Fifty Nine: Looking back at Flipull

 

So you may or may not of heard of a little puzzle game known as Flipull, a Taito game developed back in the late 80s/early 90s. Flipull was available on a multitude of platforms as well as being available under the alias of Plotting on home computers; however the version in question is actually the Game Boy variant that I played to absolute death back on my original Game Boy.

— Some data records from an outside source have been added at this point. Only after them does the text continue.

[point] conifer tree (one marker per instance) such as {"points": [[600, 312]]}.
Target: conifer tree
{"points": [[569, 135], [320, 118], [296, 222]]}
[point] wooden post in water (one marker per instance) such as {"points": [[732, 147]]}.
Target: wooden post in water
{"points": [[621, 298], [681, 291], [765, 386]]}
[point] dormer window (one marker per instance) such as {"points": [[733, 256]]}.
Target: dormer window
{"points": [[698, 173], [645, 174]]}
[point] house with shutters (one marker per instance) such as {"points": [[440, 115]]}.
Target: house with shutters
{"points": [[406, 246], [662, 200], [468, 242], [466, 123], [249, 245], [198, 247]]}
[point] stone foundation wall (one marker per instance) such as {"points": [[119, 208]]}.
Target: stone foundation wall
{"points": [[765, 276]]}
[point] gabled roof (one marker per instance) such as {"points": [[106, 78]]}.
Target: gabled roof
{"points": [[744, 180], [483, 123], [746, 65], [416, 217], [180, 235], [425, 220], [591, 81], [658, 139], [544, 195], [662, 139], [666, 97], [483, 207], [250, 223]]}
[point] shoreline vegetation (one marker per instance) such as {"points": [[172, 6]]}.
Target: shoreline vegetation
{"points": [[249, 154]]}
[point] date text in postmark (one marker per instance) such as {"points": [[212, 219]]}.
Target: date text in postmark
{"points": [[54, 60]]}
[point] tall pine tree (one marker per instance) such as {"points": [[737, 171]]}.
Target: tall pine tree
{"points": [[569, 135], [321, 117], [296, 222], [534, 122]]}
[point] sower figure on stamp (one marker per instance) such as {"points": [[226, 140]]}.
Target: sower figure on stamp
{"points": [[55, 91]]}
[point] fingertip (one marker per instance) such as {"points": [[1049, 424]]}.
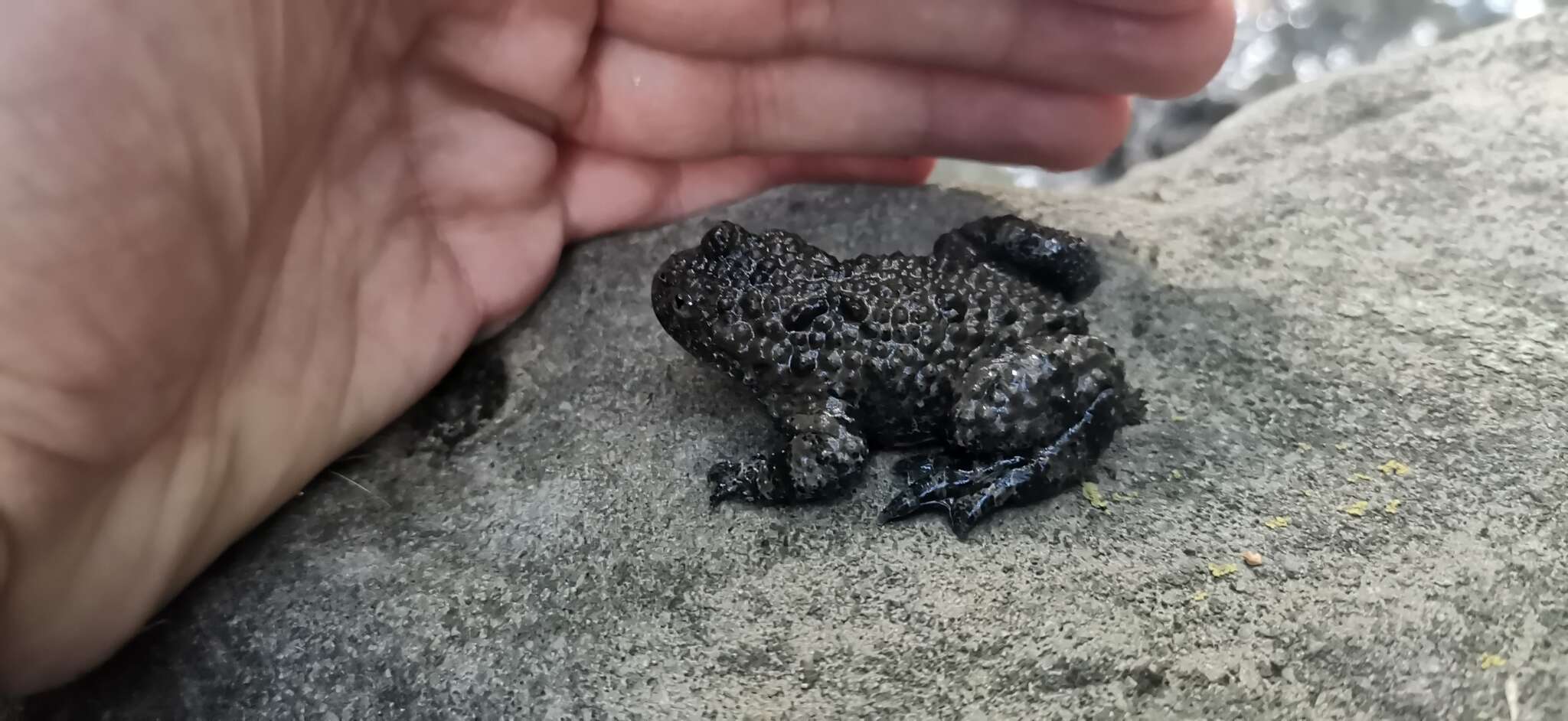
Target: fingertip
{"points": [[1107, 121], [1207, 40]]}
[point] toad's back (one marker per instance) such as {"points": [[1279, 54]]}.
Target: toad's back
{"points": [[910, 328]]}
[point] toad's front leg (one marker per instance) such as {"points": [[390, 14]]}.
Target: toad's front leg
{"points": [[821, 456]]}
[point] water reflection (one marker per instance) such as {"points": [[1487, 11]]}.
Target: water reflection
{"points": [[1279, 43]]}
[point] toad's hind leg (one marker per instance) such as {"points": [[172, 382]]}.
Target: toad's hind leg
{"points": [[1056, 259], [1029, 422]]}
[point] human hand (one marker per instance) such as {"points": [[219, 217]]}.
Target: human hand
{"points": [[240, 237]]}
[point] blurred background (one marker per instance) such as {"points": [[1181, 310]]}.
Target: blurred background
{"points": [[1279, 43]]}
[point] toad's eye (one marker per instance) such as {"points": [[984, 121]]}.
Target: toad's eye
{"points": [[720, 240]]}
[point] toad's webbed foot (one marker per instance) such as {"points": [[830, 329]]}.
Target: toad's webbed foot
{"points": [[971, 494], [822, 456]]}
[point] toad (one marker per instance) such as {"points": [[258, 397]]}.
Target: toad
{"points": [[977, 348]]}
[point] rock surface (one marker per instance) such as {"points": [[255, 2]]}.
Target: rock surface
{"points": [[1354, 272]]}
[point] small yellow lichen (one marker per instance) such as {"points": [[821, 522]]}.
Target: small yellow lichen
{"points": [[1095, 498], [1394, 468]]}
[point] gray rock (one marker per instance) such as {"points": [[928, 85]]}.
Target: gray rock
{"points": [[1374, 260]]}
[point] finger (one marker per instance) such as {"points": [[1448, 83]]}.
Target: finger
{"points": [[1099, 46], [670, 107], [606, 193]]}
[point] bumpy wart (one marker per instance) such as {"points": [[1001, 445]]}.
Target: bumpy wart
{"points": [[975, 347]]}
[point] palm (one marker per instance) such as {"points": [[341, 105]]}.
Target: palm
{"points": [[339, 207]]}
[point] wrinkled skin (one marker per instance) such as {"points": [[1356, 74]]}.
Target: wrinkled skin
{"points": [[975, 347]]}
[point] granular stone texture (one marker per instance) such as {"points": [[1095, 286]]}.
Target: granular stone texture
{"points": [[1346, 309]]}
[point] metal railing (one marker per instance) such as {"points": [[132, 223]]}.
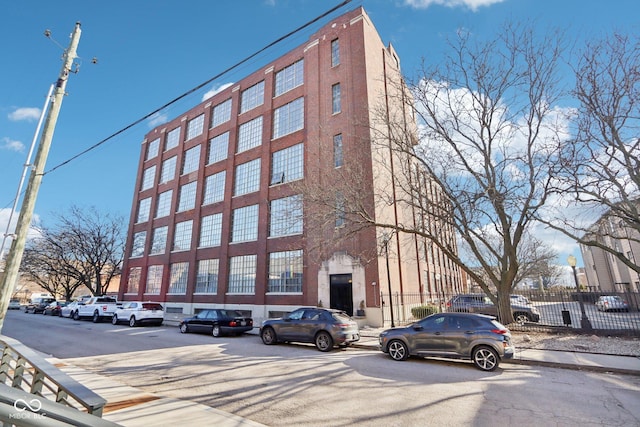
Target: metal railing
{"points": [[558, 309], [35, 392]]}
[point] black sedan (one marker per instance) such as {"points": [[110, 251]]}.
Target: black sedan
{"points": [[217, 322]]}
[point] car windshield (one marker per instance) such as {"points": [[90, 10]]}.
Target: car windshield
{"points": [[230, 313], [341, 317]]}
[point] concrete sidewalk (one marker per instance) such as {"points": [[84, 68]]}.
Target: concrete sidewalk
{"points": [[128, 406]]}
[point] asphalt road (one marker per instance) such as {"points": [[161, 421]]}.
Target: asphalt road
{"points": [[293, 385]]}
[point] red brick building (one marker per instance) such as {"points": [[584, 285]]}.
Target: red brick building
{"points": [[216, 219]]}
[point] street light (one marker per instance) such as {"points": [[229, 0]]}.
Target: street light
{"points": [[584, 320], [386, 239]]}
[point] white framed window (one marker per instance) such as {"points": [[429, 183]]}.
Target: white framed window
{"points": [[247, 178], [242, 274], [252, 97], [133, 284], [163, 204], [336, 106], [218, 148], [289, 77], [245, 224], [195, 127], [211, 230], [221, 113], [191, 160], [178, 280], [250, 134], [159, 241], [148, 177], [287, 165], [137, 246], [335, 52], [154, 279], [173, 139], [285, 272], [286, 216], [214, 188], [144, 210], [288, 118], [182, 236], [168, 171], [187, 196], [152, 149], [207, 280]]}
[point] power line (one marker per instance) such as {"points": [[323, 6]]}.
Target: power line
{"points": [[200, 86]]}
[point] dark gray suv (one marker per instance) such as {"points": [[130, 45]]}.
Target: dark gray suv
{"points": [[482, 304], [454, 335]]}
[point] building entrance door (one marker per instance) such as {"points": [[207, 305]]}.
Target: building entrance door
{"points": [[341, 293]]}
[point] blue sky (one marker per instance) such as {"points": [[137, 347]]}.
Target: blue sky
{"points": [[150, 52]]}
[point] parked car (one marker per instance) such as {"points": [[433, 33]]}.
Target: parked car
{"points": [[611, 303], [321, 326], [477, 337], [519, 299], [482, 304], [69, 310], [54, 308], [137, 312], [217, 322], [37, 305]]}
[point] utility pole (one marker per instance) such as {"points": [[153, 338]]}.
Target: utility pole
{"points": [[14, 257]]}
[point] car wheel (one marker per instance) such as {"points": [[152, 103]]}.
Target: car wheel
{"points": [[324, 342], [215, 331], [521, 318], [398, 350], [268, 336], [485, 358]]}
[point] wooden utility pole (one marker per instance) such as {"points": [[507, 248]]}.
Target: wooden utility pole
{"points": [[14, 257]]}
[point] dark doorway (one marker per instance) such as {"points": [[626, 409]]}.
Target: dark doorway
{"points": [[341, 293]]}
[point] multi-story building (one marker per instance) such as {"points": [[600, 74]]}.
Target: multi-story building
{"points": [[604, 271], [218, 219]]}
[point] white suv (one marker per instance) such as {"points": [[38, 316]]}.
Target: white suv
{"points": [[136, 313]]}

Flipull wasn't your average puzzle game of the time; it required a little more strategy than your average drop and match puzzle game, relying on you to use your environment to link blocks together. Overall it's a simple game of snap, requiring you to shoot your block onto a direct match, which then gives you the block that was behind/underneath it dependant on which direction you paired the blocks together from. More strategy is required than just making pairs though as you will need to make sure that the block you are then given in return has a reachable pair. If however you cannot reach the pair for your cube you then "miss" requiring you to use one of your special "S" blocks that pair with anything. This was your way of loosing as you only get a set number of these per level, and once gone if you run into a block that cannot be paired you've lost the game.

You play as a little blobby object who seems determined to clear the area of a type of block, of course there is no actual story and the blob is just an avatar to cause you to interact with the game, it could just be an arrow or a machine, but the blob adds an object that is a little less square when compared to every other aspect of the game.

Each puzzle has a different arrangement of marked blocks and occasionally a different shaped environment, be it with a line of four diagonal blocks, or much less. Giving you fewer options to getting your block to the others adding various layers of complexity to the game.

Featuring simplistic and recognisable graphics along with addictive music and at times complex gameplay Flipull was a favourite of mine on the Game Boy which can be actually be replayed on more recent consoles thanks to the Taito Legends compilation that was released on the Xbox, PS2 and Windows, I recommend fans of challenging puzzles to give it a go.